Over the weekend, I turned twenty-five. My mom considers it a milestone of a birthday. A quarter of a century. It’s a time for partying and for being excited about the future. Your twenties are supposed to be some of the best years of your life, after all!
I don’t know why they say that.
My twenties have been nothing more than a period of uncertainty over the past year and I don’t think that’s going to change any time soon. When I graduated last year, I was excited for what the future held. I couldn’t wait to start my career and meet people and write. I had met so many new people and was ready for the opportunities that awaited me.
I realize now that your twenties are actually confusing and uncertain, especially when you feel like you’re falling behind everyone else.
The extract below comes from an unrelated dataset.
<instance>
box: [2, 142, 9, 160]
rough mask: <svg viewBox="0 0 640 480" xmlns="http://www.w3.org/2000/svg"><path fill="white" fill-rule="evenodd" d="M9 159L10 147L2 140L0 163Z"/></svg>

You see the people around you starting their new careers and getting married—some even having children—and buying their first homes. You feel stuck because nothing in your life is changing, and you aren’t certain when it will change.
It’s a feeling I’m becoming familiar with. Over the past year, I’ve applied for numerous jobs, but only had five interviews. One went good, one was an unexpected phone interview that I flubbed, and the other three were only interested in my retail experience, not my education. Now, we’re in an economic slump where I am. There’s been lay-offs everywhere, and now the entry level positions I may have normally had a shot at are being filled by people with experience who have been laid off and are not choosy about taking entry level jobs. I try to remind myself that it is what it is, but a bad economy makes job hunting even more discouraging.
I can’t say where I’ll be five years from now, of course. I don’t know what the coming months will bring. All I can do is fill my time with writing and friends and the things in life that I love to do. I can continue to go on Sunday morning hikes and replay some of my favourite video games. I can learn how to make new foods. I can take a few fun classes. I can volunteer.
I can fill the coming days one at a time, and try not to let the confusion and uncertainty get the better of me.